O processo n. 01397-2006-018-04-00-7 tratava-se de uma ação anulatória ajuizada pela ora ré contra a União Federal, com o objetivo de anular o auto de infração n. 004059280, lavrado em 11 de setembro de 2000, em virtude da empresa "não efetuar o pagamento mensal integral dos salários devidos até o quinto dia útil subsequente ao vencido", já que deixava de pagar aos seus empregados as seguintes verbas de natureza salarial: hora reduzida noturna, gratificação de função dos gerentes, quebra de caixa e horas à disposição da empresa (doc. 2).
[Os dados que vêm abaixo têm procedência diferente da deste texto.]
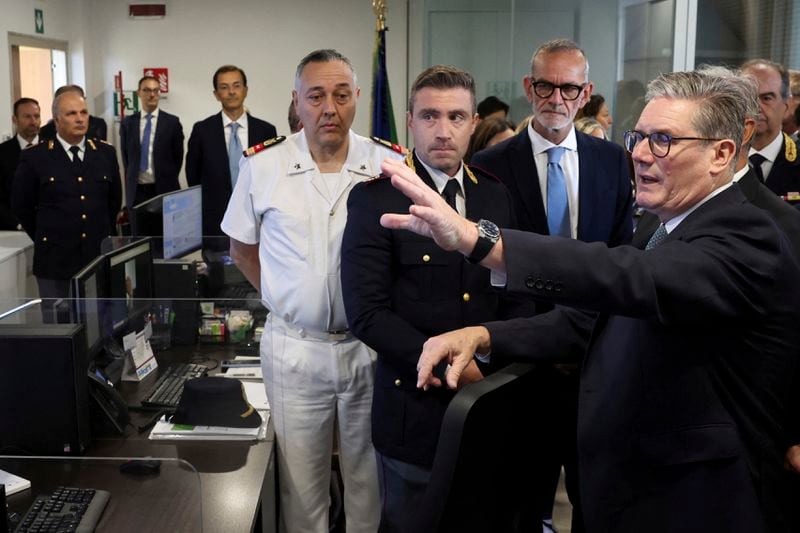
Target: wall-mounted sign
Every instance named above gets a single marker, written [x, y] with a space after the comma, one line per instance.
[38, 17]
[162, 75]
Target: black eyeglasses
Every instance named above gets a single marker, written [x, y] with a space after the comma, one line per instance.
[660, 143]
[569, 91]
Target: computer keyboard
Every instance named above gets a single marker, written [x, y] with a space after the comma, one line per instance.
[166, 393]
[66, 510]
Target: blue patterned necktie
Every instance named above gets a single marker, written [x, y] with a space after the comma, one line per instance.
[657, 237]
[557, 203]
[234, 153]
[756, 160]
[145, 155]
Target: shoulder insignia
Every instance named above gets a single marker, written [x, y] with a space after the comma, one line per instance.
[391, 146]
[260, 147]
[790, 150]
[376, 179]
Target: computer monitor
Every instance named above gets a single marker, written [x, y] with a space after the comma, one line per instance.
[146, 218]
[130, 275]
[89, 290]
[182, 222]
[175, 216]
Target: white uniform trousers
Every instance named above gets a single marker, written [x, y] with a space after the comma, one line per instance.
[311, 385]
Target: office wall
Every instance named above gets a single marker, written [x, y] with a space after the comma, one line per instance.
[63, 21]
[266, 38]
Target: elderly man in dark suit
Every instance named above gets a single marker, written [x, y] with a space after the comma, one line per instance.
[685, 385]
[152, 147]
[216, 145]
[400, 289]
[27, 119]
[66, 195]
[595, 183]
[773, 153]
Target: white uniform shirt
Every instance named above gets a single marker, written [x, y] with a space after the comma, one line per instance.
[281, 203]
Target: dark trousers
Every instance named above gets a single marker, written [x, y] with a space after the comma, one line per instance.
[402, 489]
[52, 292]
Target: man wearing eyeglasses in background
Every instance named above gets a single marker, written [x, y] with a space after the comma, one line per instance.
[565, 183]
[152, 147]
[685, 385]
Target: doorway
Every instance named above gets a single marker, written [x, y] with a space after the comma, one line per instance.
[38, 68]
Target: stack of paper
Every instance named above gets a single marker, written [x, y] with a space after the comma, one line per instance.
[13, 483]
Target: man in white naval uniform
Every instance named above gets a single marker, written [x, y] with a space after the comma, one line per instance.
[286, 218]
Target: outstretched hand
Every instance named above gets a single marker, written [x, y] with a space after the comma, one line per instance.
[458, 347]
[429, 216]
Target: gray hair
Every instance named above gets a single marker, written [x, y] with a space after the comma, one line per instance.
[561, 45]
[57, 101]
[723, 101]
[777, 67]
[322, 56]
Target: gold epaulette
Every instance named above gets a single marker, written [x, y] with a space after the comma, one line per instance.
[260, 147]
[790, 150]
[391, 146]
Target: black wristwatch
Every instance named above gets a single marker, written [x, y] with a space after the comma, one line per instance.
[488, 235]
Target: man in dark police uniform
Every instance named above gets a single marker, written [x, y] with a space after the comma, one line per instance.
[66, 195]
[399, 289]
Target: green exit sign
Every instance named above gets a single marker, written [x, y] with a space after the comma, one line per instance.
[38, 16]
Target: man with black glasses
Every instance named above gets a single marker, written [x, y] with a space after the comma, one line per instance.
[564, 183]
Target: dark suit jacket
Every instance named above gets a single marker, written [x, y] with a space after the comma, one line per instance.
[67, 213]
[167, 153]
[604, 189]
[207, 165]
[399, 289]
[687, 376]
[784, 176]
[97, 130]
[9, 159]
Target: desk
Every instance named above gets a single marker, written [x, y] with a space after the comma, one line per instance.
[237, 479]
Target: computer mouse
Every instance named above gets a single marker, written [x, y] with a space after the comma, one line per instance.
[140, 467]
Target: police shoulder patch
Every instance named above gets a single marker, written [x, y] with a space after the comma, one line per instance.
[391, 146]
[260, 147]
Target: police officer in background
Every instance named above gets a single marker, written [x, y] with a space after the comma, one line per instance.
[66, 195]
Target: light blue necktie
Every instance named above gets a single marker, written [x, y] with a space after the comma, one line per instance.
[234, 153]
[557, 203]
[145, 155]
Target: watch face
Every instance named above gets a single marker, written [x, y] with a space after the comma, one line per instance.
[489, 230]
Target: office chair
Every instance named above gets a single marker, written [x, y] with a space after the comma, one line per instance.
[482, 459]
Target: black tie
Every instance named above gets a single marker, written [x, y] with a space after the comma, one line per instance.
[756, 160]
[450, 192]
[77, 164]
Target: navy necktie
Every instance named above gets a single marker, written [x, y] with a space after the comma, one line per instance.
[450, 192]
[77, 164]
[756, 160]
[234, 153]
[144, 157]
[657, 238]
[557, 202]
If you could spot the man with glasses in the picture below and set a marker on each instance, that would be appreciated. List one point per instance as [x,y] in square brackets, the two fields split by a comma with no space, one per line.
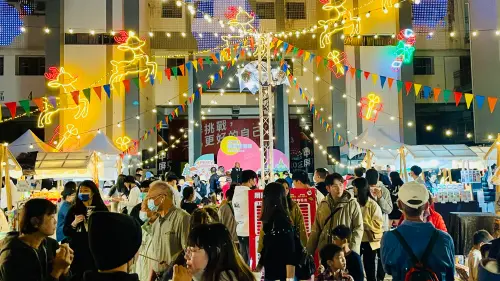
[338,208]
[169,232]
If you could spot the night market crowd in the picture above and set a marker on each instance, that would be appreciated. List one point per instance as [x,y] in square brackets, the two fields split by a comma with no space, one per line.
[368,226]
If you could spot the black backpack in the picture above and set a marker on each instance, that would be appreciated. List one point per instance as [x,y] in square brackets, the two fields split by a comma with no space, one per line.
[419,270]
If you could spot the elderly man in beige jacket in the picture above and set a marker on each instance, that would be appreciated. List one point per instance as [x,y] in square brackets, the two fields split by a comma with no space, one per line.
[339,207]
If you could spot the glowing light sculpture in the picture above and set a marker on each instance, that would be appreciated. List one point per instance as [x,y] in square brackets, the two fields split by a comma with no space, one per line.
[71,131]
[370,107]
[138,65]
[405,49]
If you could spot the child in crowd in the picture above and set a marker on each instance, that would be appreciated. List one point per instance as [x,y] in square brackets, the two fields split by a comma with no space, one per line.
[481,237]
[341,235]
[334,263]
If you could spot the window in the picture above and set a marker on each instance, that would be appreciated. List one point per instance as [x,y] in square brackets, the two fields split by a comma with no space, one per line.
[265,10]
[204,7]
[175,62]
[171,11]
[423,66]
[296,11]
[30,66]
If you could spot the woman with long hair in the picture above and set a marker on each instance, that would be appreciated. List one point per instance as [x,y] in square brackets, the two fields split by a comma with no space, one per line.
[88,200]
[278,255]
[373,226]
[212,256]
[396,183]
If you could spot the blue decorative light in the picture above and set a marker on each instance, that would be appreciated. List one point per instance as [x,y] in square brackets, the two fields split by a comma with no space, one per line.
[216,9]
[10,23]
[429,14]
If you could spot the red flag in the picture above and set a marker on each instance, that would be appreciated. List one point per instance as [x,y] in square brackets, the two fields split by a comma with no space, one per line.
[367,74]
[458,97]
[126,83]
[390,81]
[12,106]
[437,92]
[97,91]
[492,101]
[76,96]
[168,73]
[408,87]
[39,103]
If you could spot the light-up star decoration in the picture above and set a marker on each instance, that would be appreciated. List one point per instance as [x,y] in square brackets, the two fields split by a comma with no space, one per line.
[371,105]
[138,65]
[59,78]
[404,50]
[248,77]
O Auditor do Ministério do Trabalho e Emprego, no campo "histórico" do auto de infração, explicou detalhadamente o procedimento adotado pela empresa:

d) (horas à disposição da empresa, impagas) o estabelecimento contratualmente exige, de seus empregados não gerentes, carga de trabalho semanal mínima de 18 h e máxima de 44 h, podendo ser prorrogada e compensada. Dessa forma, o empregado, desde sua admissão, fica 44h semanais à disposição do empregador, esteja ou não no efetivo exercício de atividade laboral no estabelecimento. No entanto, o empregador paga apenas as horas efetivamente laboradas (salário-base do horista), por ele limitadas (em geral, inferiores a 44 h semanais, ou mesmo a 36 h semanais), acrescidas do reflexo do descanso semanal remunerado e de adicional noturno e reflexos, se for o caso, adotando como norma administrativa procedimental, a jornada variável, que não se confunde com o instituto legalmente previsto da jornada compensável, conforme narrado no auto de infração DRT/RS n. 00405927-1 (capitulação: art. 468, caput, da Consolidação das Leis do Trabalho). Como consequência, a autuada encontra-se em débito salarial para com seus empregados, pela diferença das horas impagas (mais reflexos) que esses trabalhadores colocam contratualmente à disposição da empresa.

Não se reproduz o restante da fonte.